Our eye is full of jelly called the vitreous humour which consists of 98% water and 2% collagen. As we age the protein component in the vitreous denaturises causing it to liquefy, with the result that instead of having the consistency of jelly, it is more like warm honey. Eventually the jelly becomes so liquefied that it collapses, pulling away from the retina. This process occurs in 20% of people at age 55 and up to 75% of people at age 65 and is termed a posterior vitreous detachment (PVD).
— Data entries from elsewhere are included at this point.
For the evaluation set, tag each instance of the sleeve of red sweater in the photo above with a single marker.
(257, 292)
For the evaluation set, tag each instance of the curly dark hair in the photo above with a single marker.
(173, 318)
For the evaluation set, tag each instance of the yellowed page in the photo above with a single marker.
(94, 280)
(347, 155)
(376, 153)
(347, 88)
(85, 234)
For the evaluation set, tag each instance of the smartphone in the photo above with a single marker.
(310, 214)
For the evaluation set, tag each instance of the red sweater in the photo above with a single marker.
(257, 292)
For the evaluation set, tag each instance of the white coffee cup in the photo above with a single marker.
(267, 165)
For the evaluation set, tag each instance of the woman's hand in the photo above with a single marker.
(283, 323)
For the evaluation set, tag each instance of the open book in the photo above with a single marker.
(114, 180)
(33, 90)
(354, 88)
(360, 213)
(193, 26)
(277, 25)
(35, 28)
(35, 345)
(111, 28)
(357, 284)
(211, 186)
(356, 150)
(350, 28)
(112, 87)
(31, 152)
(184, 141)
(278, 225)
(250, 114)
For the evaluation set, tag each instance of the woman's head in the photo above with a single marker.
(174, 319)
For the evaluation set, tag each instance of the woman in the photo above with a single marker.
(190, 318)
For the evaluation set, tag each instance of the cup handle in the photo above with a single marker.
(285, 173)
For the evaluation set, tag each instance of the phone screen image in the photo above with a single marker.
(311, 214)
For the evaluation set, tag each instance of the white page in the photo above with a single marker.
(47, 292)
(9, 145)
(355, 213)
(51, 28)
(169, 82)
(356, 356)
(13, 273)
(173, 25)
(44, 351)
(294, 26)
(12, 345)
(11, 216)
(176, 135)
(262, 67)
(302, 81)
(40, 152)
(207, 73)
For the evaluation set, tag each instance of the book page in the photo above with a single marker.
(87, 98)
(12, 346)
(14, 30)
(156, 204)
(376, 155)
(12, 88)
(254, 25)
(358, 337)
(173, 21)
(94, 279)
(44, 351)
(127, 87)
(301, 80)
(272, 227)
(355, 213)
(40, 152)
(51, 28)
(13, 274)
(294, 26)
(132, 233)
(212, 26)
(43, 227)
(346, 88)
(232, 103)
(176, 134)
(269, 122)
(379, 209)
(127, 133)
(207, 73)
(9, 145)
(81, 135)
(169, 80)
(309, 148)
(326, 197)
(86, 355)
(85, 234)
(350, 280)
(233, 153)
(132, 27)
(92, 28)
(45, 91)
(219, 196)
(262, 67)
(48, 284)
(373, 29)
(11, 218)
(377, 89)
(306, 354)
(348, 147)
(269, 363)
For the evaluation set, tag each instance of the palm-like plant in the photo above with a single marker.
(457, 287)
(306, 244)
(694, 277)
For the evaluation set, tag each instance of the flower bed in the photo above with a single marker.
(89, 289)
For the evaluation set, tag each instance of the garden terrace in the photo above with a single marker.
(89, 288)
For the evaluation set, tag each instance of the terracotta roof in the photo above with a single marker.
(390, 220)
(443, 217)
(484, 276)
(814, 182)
The initial symptoms of a PVD are similar to those of a retinal detachment: 

Vitreous Humour 

It is essential to perform a dilated fundus examination when you first develop symptoms of a PVD. This involves the optometrist placing drops in the eye to enlarge the pupil, waiting 20 minutes, then examining the retina to ensure no retinal breaks or tears have developed. Sometimes scleral indentation will be performed, which involves the optometrist pressing a small metal probe around the white part of the eye to facilitate a better view of the peripheral retina. 

When symptoms of a PVD are first noticed, usually only a section of the jelly has started peeling off. This is termed a partial PVD and the reason a fundus examination needs to repeated 4 to 6 weeks after the initial symptoms. This is to ensure that no retinal tears appear over the next month as the vitreous continues to detach from the retina. It would be prudent to avoid contact sports until the jelly has totally detached.  

During the few months after the initial PVD, if symptoms become more frequent or you develop a shadow in your visual fields like a curtain or veil, you must return immediately for another retinal examination.

There is no treatment necessary for a PVD unless it is associated with a retinal break. The flashes of light will generally lessen after several weeks and the floaters after 6-9 months. If a large central floater develops then sometimes this can be treated with a YAG laser to break it into smaller floaters. Otherwise in visually debilitating cases a vitrectomy can be performed whereby the vitreous is  surgically removed and replaced with clear fluid. 

Sometimes an epi-retinal membrane can develop some months after a PVD. This is where a membrane similar in appearance to clear cellophane develops above the retinal surface. Very occasionally this membrane can affect the vision by wrinkling the retina and requires surgical stripping.